Consider a case in which a 3-year-old child presented with many carious primary teeth after being seen by another dentist who recommended a treatment plan costing more than $3,000 (pulpotomies, anterior preformed zirconia crowns, stainless-steel crowns for primary molars, tooth-colored bonded restorations, hospital costs, general anesthesia).1 Without having dental insurance, the parents considered a bank loan to treat their child’s “caries crisis.” The long-term solution for that child may have been crowns and pulpotomies, but a short-term solution would heal the child completely for an indefinite time, and be affordable.

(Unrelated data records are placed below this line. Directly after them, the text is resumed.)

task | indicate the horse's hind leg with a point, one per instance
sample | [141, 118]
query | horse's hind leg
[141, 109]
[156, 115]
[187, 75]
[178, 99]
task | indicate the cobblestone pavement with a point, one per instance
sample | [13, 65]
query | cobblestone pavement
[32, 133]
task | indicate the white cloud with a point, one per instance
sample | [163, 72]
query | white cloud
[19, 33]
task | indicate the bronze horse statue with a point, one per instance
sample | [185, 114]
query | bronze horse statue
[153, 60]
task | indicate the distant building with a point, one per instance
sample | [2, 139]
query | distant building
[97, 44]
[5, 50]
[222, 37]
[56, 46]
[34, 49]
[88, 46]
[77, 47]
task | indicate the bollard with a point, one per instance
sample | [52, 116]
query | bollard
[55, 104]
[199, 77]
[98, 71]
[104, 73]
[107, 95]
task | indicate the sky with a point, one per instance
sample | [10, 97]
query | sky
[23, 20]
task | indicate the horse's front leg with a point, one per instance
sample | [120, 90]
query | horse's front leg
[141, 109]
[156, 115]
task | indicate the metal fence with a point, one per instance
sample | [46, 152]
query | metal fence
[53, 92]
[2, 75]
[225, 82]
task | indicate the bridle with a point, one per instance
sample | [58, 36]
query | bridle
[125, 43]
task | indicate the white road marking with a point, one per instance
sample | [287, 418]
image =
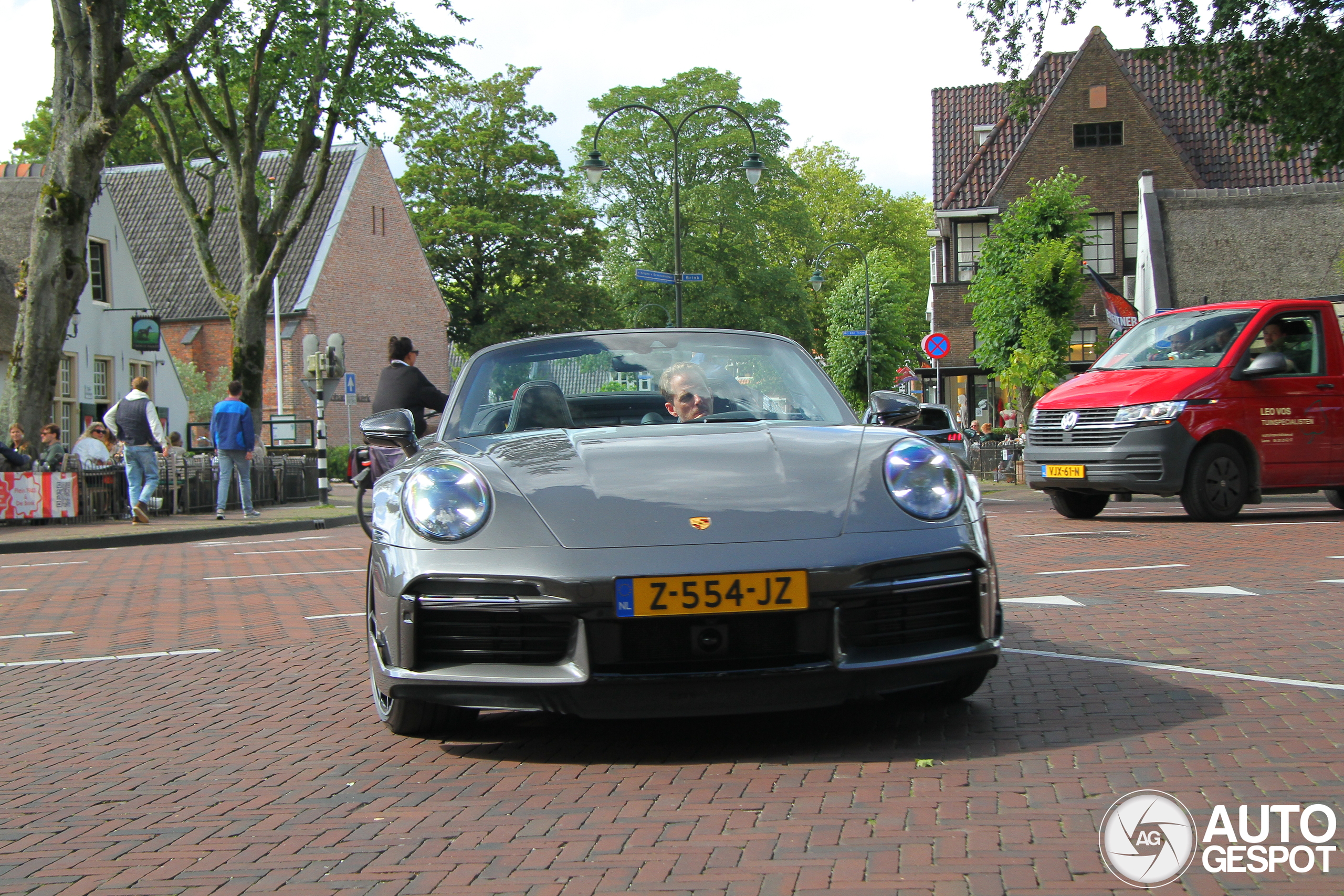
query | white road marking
[1159, 566]
[276, 575]
[236, 544]
[125, 656]
[1163, 667]
[1215, 589]
[1309, 523]
[295, 551]
[1041, 535]
[1050, 599]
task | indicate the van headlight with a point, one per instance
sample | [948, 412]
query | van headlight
[922, 479]
[1158, 412]
[447, 500]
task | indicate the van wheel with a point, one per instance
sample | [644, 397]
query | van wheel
[1078, 507]
[1215, 484]
[414, 718]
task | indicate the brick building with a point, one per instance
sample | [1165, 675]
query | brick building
[356, 269]
[1166, 186]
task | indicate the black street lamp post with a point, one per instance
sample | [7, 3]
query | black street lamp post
[753, 167]
[817, 281]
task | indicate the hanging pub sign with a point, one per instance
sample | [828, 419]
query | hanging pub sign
[144, 333]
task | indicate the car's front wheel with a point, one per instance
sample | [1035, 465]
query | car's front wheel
[1215, 484]
[414, 718]
[1078, 507]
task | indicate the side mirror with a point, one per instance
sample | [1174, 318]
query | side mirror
[1266, 364]
[893, 409]
[392, 429]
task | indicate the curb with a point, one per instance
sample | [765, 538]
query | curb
[178, 536]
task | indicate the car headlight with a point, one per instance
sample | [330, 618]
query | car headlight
[1158, 412]
[447, 500]
[922, 479]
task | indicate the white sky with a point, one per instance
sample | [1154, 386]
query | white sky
[855, 73]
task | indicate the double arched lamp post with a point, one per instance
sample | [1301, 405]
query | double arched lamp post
[816, 282]
[594, 168]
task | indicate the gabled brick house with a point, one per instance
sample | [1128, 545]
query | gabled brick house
[356, 269]
[1110, 117]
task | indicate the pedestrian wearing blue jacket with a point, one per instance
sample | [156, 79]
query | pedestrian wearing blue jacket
[234, 437]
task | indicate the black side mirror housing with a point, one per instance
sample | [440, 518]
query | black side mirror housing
[392, 429]
[1266, 364]
[889, 407]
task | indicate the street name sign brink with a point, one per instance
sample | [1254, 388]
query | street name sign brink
[654, 276]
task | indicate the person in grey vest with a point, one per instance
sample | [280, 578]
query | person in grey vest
[135, 421]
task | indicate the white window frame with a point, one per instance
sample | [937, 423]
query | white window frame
[971, 239]
[1100, 244]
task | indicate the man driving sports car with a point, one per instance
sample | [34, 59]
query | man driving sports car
[687, 394]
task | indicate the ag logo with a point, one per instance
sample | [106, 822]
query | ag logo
[1148, 839]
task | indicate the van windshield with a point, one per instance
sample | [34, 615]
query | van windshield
[1187, 339]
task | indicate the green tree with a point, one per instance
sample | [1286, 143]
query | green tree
[737, 236]
[1027, 287]
[898, 323]
[288, 71]
[97, 80]
[514, 250]
[1269, 62]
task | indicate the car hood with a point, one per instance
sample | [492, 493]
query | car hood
[1113, 388]
[639, 487]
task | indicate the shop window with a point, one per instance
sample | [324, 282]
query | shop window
[1107, 133]
[1083, 345]
[1100, 245]
[99, 285]
[971, 238]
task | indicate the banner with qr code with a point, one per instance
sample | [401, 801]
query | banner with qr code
[29, 496]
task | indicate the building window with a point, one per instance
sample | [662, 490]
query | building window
[971, 237]
[1083, 345]
[99, 272]
[1107, 133]
[101, 379]
[65, 407]
[145, 370]
[1131, 225]
[1100, 245]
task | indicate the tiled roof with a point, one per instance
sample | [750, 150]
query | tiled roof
[160, 241]
[1187, 113]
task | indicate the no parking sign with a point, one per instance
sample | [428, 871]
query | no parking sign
[936, 345]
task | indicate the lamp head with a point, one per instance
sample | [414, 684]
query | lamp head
[753, 167]
[594, 168]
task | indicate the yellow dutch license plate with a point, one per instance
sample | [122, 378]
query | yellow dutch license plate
[687, 596]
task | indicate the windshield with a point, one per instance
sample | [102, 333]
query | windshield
[631, 379]
[1187, 339]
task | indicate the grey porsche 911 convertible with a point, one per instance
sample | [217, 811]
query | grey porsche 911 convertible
[668, 523]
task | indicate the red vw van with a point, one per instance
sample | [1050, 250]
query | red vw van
[1215, 404]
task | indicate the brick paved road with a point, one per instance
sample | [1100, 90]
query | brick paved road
[261, 766]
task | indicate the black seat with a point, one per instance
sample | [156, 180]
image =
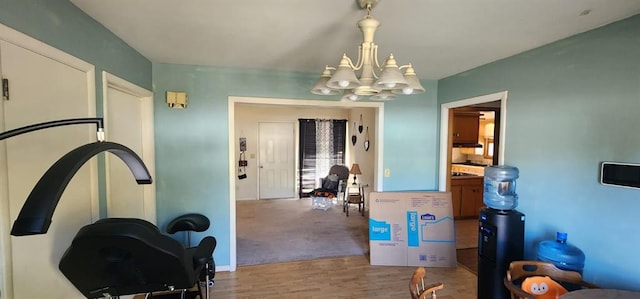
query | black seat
[197, 223]
[333, 183]
[188, 223]
[125, 256]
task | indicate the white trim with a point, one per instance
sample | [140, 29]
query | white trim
[444, 129]
[148, 151]
[20, 39]
[378, 149]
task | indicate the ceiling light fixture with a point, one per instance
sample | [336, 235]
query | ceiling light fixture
[384, 87]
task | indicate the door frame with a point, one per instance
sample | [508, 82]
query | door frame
[445, 141]
[293, 146]
[29, 43]
[147, 139]
[232, 101]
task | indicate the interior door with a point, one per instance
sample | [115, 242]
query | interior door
[128, 121]
[44, 89]
[276, 160]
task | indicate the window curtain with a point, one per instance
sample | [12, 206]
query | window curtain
[322, 145]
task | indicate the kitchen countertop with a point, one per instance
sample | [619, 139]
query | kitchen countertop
[466, 177]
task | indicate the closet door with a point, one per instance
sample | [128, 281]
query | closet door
[44, 89]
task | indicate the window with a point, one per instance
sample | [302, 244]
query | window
[322, 145]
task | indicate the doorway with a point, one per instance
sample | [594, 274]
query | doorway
[444, 177]
[239, 189]
[128, 114]
[276, 160]
[46, 84]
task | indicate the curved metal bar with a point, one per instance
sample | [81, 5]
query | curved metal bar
[37, 211]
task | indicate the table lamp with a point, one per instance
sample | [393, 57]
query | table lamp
[355, 170]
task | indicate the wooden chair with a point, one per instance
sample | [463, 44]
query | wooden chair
[519, 270]
[417, 287]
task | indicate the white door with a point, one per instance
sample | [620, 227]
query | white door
[129, 121]
[276, 160]
[44, 89]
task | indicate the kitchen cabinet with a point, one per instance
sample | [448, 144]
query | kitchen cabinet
[466, 195]
[466, 127]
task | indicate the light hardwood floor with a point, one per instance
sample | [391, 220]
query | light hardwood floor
[345, 277]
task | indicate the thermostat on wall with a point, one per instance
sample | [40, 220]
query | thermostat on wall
[620, 174]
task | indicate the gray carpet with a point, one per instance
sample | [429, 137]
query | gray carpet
[278, 230]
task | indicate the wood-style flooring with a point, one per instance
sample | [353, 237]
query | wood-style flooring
[345, 277]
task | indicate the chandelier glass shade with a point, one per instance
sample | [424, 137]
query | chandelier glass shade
[382, 87]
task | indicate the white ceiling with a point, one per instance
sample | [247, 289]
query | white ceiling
[439, 37]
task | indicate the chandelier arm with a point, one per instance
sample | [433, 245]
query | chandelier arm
[360, 60]
[374, 52]
[356, 66]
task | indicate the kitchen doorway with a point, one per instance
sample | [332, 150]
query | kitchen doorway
[445, 131]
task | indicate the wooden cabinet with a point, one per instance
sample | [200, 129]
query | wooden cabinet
[466, 126]
[466, 195]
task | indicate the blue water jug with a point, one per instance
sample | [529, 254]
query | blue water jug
[500, 187]
[562, 254]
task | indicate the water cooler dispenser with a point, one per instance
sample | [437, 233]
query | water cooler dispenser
[500, 231]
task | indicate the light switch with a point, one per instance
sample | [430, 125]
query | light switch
[177, 99]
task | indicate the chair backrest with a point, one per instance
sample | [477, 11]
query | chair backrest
[341, 170]
[122, 256]
[519, 270]
[418, 289]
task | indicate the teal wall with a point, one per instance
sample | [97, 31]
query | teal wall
[192, 150]
[62, 25]
[571, 105]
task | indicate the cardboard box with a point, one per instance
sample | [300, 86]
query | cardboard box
[411, 229]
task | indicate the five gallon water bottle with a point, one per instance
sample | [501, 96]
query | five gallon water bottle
[562, 254]
[500, 187]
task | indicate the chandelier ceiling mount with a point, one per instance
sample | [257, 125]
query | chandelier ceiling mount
[384, 86]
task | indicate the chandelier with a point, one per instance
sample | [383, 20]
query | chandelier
[385, 86]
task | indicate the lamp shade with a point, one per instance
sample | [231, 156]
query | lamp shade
[384, 95]
[355, 169]
[391, 76]
[321, 87]
[413, 83]
[349, 95]
[344, 77]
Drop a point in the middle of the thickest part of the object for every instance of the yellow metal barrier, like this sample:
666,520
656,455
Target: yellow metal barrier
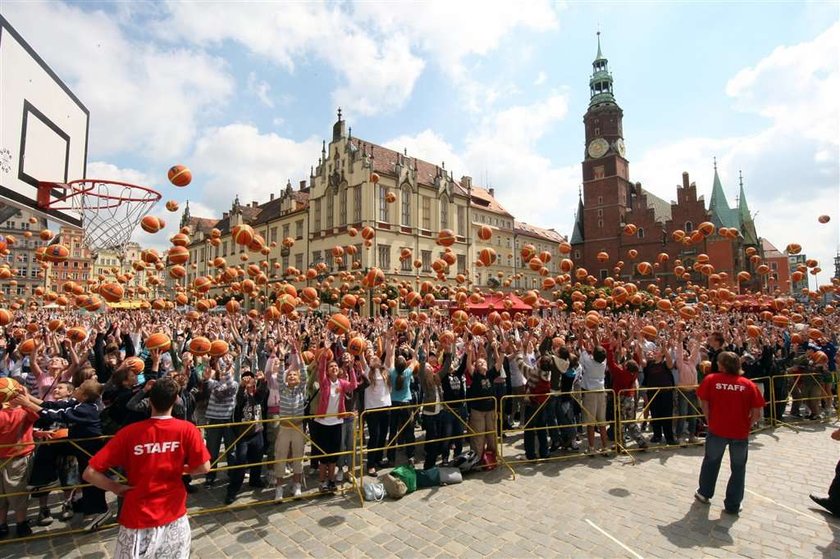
392,443
534,422
805,388
628,419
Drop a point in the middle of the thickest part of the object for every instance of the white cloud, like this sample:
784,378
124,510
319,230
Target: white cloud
142,99
260,89
238,159
378,50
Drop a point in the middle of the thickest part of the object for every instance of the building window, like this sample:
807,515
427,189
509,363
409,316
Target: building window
405,204
357,204
330,210
384,256
426,258
342,206
383,204
427,213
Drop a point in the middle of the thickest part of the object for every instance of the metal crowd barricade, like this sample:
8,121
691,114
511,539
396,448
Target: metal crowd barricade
527,425
806,388
452,406
627,421
75,443
353,479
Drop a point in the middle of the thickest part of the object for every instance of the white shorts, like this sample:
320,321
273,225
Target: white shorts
170,541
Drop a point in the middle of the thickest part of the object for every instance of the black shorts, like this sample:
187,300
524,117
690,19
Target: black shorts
326,439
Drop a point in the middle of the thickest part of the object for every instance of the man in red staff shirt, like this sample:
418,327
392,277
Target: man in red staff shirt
154,454
731,404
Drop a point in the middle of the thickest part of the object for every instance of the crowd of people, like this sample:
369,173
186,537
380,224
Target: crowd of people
288,393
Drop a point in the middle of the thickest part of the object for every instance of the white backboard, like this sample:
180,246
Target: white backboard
43,127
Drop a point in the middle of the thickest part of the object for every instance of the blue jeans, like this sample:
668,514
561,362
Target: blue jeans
715,446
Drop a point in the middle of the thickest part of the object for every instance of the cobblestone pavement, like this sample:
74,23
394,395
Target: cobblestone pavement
586,507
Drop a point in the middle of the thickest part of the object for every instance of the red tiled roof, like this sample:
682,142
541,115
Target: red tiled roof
534,231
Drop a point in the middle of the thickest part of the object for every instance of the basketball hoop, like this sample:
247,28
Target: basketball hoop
109,210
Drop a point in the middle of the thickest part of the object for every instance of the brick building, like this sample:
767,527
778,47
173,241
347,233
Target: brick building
610,200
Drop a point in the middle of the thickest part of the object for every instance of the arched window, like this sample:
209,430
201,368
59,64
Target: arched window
342,206
405,202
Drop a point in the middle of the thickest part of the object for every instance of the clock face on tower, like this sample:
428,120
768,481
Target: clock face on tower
598,148
619,147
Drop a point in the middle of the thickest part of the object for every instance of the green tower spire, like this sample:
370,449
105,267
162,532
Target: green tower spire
745,220
600,83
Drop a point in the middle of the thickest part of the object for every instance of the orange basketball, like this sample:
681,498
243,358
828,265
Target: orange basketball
77,334
243,234
338,323
158,340
179,175
199,345
357,346
232,306
111,292
218,348
650,332
56,253
134,364
27,346
487,256
446,237
152,224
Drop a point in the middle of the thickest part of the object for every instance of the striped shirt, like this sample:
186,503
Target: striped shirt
222,398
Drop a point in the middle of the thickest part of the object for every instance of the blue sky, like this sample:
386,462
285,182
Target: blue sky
244,93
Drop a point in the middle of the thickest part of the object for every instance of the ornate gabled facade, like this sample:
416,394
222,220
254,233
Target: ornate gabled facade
406,201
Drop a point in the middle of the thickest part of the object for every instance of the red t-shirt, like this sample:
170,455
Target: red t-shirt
730,399
153,453
16,429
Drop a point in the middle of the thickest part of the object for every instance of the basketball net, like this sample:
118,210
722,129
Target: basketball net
110,211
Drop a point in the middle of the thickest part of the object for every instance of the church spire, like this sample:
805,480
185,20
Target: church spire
745,220
600,83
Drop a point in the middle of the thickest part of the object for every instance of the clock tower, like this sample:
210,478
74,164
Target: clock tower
607,191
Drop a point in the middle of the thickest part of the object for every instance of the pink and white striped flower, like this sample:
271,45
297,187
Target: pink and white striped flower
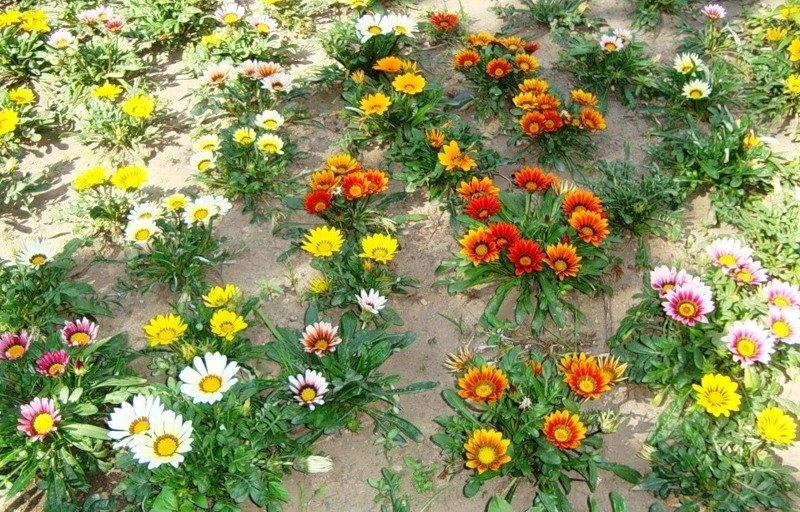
38,418
689,303
749,342
79,333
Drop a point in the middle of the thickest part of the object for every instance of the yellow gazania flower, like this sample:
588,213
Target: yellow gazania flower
379,247
409,83
9,119
244,136
107,91
717,394
129,177
323,241
375,104
226,323
220,296
164,330
90,178
21,95
139,106
775,426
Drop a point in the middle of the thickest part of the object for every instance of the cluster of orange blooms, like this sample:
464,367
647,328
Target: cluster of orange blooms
342,174
581,207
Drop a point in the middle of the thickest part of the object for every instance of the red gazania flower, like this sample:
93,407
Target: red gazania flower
317,201
534,179
498,68
483,207
504,234
592,228
526,255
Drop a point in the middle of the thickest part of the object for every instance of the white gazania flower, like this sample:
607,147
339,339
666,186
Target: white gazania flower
371,301
269,120
61,39
308,388
167,440
208,378
371,25
34,254
141,231
696,90
132,420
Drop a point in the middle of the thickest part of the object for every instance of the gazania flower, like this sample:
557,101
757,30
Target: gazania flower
534,179
526,255
375,104
477,187
409,83
309,388
482,385
498,68
164,330
689,303
590,226
79,333
14,345
504,234
696,89
775,426
781,295
728,253
168,439
483,207
129,422
478,246
226,323
53,363
717,394
749,342
466,59
208,378
379,247
564,430
563,259
221,296
486,450
320,338
38,418
784,325
451,157
323,241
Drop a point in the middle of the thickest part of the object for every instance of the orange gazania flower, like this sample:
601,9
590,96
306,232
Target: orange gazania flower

“In two 60-minute appointments, all carious tooth structure in posterior and anterior teeth was removed, and interim resin-modified glass-ionomer restorations were completed,” Croll recalls. “One mandibular primary first molar required a stainless-steel crown, but all other teeth were made free of infection. The child, who was very cooperative, was treated using a low concentration of nitrous-oxide/oxygen via mask inhalation while listening to music in earphones, and stabilized in a loose-fitting ‘hugging-blanket.’ Treatment fees were about 75% less than the previous treatment plan, with no hospital costs or risks inherent with general anesthesia.”

“The dentition is the dentition. We’re dealing with the primary and then a mixed dentition, and you have to anticipate what will happen in the future,” notes Berg. “On one hand, it’s a challenge to deal with changing dentition, but on the other, it’s an opportunity to focus on prevention more than treatment.”

Reference

1. Croll TP, Berg JH. Caries crisis management in children: Interim solutions. Inside Dentistry. 2013;9(2): 84-88.